Every "have to" can be reframed into "want" and "need" and any relationships between them. For example: do you need to go to work, or do you need to go to work to have money for the things you want? Understanding that this always works isn't exactly easy, but once you get it right (or manage to remember it at least occasionally), you'll find life easier. Because suddenly all the responsibilities become things you do for yourself.
Step 4: Cancel everything you don't want to do
Now you know what you don't want to do, you know what you really want to do, and you also know that you don't actually have to do anything. However, you may also come across things that you think you have to do, but you don't want or need to do. Because you don't enjoy them and they don't bring you any benefit.
I deliberately say "you think you have to do them" because you don't have to do them. You just don't have to. You don't have to do the dishes. Your partner can do it. Or you can throw it away. (Yeah, that's an option too! But maybe you don't want to do it.) Or you can wash it tomorrow. Or next week. Don't you want to babysit for your sister who wants to go to the spa for the weekend? Then turn it down. You don't have to babysit. And likewise, you don't have to have your whole apartment primed before Christmas, you don't have to celebrate your mother-in-law's birthday, you don't have to have your front yard gutted, and you don't have to have sex or one partner.

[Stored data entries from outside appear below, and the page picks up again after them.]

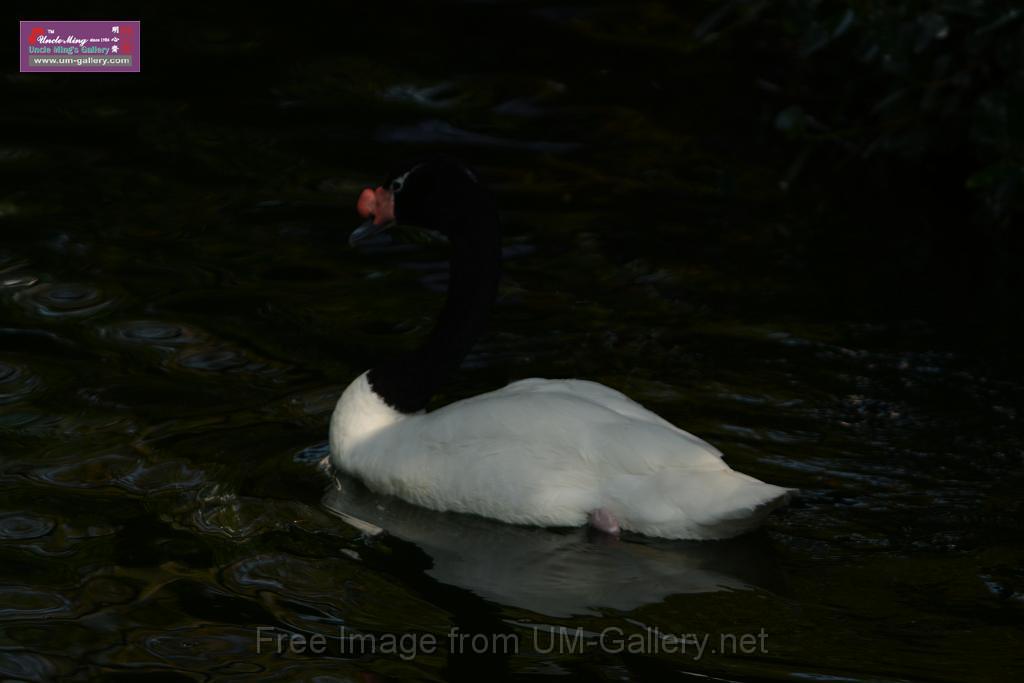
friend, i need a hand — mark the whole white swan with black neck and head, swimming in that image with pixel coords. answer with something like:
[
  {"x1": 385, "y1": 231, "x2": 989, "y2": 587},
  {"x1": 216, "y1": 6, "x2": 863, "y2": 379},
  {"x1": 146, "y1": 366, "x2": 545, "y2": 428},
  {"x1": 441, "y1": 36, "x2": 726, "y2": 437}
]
[{"x1": 330, "y1": 158, "x2": 788, "y2": 539}]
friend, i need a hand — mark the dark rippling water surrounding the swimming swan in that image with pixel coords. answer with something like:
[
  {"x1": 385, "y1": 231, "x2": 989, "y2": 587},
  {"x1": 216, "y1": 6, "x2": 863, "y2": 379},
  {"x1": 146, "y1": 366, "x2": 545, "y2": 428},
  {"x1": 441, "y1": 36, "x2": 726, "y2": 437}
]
[{"x1": 0, "y1": 3, "x2": 1024, "y2": 681}]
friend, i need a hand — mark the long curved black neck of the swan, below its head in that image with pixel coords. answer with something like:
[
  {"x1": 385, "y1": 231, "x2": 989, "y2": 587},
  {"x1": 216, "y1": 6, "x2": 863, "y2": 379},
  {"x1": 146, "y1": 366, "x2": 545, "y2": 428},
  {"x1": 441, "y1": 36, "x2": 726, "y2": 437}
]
[{"x1": 369, "y1": 203, "x2": 501, "y2": 413}]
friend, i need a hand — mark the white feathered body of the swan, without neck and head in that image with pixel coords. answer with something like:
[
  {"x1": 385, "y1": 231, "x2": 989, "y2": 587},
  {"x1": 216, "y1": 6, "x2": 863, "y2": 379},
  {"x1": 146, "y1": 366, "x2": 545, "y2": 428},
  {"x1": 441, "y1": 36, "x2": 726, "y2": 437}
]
[{"x1": 331, "y1": 373, "x2": 788, "y2": 539}]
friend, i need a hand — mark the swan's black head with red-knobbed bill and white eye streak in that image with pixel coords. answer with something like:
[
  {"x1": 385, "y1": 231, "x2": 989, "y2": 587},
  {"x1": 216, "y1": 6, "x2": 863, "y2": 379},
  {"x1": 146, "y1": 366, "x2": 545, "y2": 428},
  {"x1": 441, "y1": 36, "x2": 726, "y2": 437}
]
[{"x1": 349, "y1": 157, "x2": 495, "y2": 245}]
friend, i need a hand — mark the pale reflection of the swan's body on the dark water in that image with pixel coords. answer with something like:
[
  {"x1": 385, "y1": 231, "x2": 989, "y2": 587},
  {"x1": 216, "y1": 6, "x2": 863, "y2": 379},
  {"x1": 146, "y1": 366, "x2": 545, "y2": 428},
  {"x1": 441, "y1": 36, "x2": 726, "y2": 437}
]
[{"x1": 323, "y1": 476, "x2": 779, "y2": 617}]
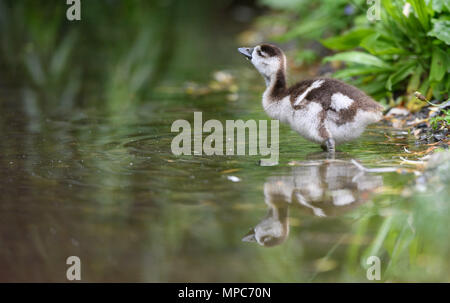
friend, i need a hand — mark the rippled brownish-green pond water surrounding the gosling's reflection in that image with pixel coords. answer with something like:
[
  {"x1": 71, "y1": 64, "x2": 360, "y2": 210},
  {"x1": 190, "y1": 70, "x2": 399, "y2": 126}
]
[{"x1": 0, "y1": 83, "x2": 448, "y2": 282}]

Does that sound selfish? It is selfish. Selfish people actually have it extremely easy in life. Because as soon as someone doesn't care about the demands and feelings of others and doesn't do anything about it, they've won. Nothing is a problem. Breaking hearts, upsetting families, careers over dead bodies. Such a life is in principle very simple, because the person concerned does not limit himself by taking into account others and pursues only his own goals.
Step 5: Find a balance
But I'm not saying you have to do it too. You don't have to. Because if you're ethically set up differently and you want to consider others, you can. In fact, I think very few people are completely selfish. Unless they're a psychopath. But you have to incorporate a little selfishness into your life. Because you can't just give in to others all the time and do what is expected of you when it doesn't make you happy and you don't want to do it. Why is that? Because it doesn't make you happy and you don't want to do it!

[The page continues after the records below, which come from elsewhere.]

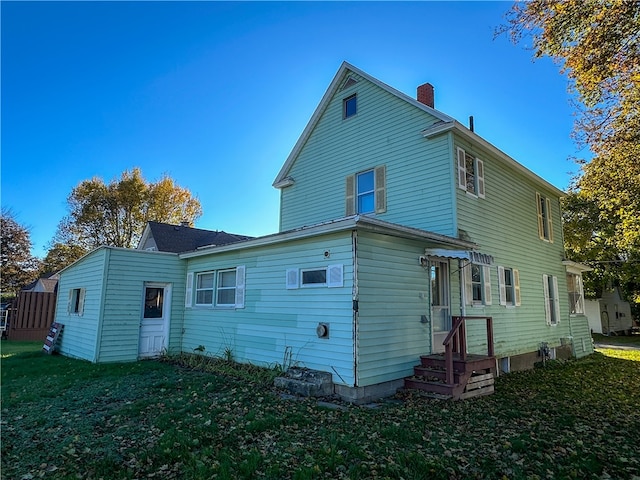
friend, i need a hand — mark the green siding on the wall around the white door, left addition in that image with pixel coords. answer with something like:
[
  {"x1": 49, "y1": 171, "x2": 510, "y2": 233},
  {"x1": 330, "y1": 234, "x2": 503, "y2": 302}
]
[{"x1": 98, "y1": 249, "x2": 185, "y2": 362}]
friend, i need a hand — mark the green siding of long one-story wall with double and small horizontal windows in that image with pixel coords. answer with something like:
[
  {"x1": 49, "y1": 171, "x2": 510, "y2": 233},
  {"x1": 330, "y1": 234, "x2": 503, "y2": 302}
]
[{"x1": 183, "y1": 231, "x2": 354, "y2": 385}]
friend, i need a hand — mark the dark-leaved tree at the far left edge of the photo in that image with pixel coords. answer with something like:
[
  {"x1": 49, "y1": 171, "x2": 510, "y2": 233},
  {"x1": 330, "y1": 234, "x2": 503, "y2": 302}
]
[{"x1": 0, "y1": 208, "x2": 39, "y2": 296}]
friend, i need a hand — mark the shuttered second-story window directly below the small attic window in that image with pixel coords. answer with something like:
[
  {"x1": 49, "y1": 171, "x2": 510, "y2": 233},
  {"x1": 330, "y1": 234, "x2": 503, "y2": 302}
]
[{"x1": 345, "y1": 165, "x2": 387, "y2": 216}]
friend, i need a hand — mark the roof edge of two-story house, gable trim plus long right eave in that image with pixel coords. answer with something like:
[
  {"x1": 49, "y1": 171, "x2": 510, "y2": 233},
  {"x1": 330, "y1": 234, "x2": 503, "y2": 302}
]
[{"x1": 273, "y1": 62, "x2": 565, "y2": 196}]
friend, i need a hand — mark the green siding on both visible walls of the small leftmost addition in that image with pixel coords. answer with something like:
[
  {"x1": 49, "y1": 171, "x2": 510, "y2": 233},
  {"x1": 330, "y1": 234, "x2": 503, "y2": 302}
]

Zdroj: GiphyYou have the right to pursue your own needs and fulfill the desires of your heart. And so you need to find a balance between how much you want to consider others and how much you need to give space to yourself and be kind to yourself. If you have a tendency to look to others a lot and put yourself first, it will be hard at first (and maybe even in the middle), but gradually you will get used to it and learn to put yourself first more and more.

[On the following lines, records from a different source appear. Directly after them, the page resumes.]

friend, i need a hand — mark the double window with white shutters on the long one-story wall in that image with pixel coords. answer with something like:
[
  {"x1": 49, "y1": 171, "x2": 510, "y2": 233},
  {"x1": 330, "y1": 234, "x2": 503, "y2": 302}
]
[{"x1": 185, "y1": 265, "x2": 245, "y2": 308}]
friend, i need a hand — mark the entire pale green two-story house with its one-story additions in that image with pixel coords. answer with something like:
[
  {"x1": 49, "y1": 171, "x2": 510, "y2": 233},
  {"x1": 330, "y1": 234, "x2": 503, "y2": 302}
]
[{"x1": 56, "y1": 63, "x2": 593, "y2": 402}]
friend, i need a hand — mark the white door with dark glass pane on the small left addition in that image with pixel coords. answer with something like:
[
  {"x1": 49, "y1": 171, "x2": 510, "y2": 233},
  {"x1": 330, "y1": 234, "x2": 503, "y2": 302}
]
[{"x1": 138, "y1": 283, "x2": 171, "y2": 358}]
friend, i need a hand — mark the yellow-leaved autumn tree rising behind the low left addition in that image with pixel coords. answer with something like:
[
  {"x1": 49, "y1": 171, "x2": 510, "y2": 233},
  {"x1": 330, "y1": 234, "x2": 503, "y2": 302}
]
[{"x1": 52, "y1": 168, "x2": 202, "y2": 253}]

Imagining what it would look like if you switched roles can also help. Like babysitting. Or a dog. How would you react if your friend refused to babysit? Would you blame and resent him and ruin your friendship, or would you say , "It's too bad he can't, but I'll work it out some other way"? That's probably the same way the people around you would react to you putting yourself first. Just beware of the evildoers who would like to use you and manipulate you, and will want to use phrases like "But you've always accommodated me*a". Well, you just can't do that now, period. Assertiveness is also in order. It's about you, it's about your happiness.
Step 6: Make you happy
You want happiness? Then make it. You've already identified what makes you happy and what fulfills you, so do those things. Do lots of them and do them often. As often as possible! Enjoy them. Because that's what it's all about - being happy and feeling happy. If you want something and you desire it, don't be afraid to do something to get it. It sounds trivial, but it can be easy to get stuck in some of the learned "I shouldn't do that" patterns. The trick is to realize it, think about whether it's really relevant, and then usually find out it's not and do what you wanted to do. Life can be fun and you can enjoy it. If you allow yourself to. And you can afford it. So go ahead, do what you want to do.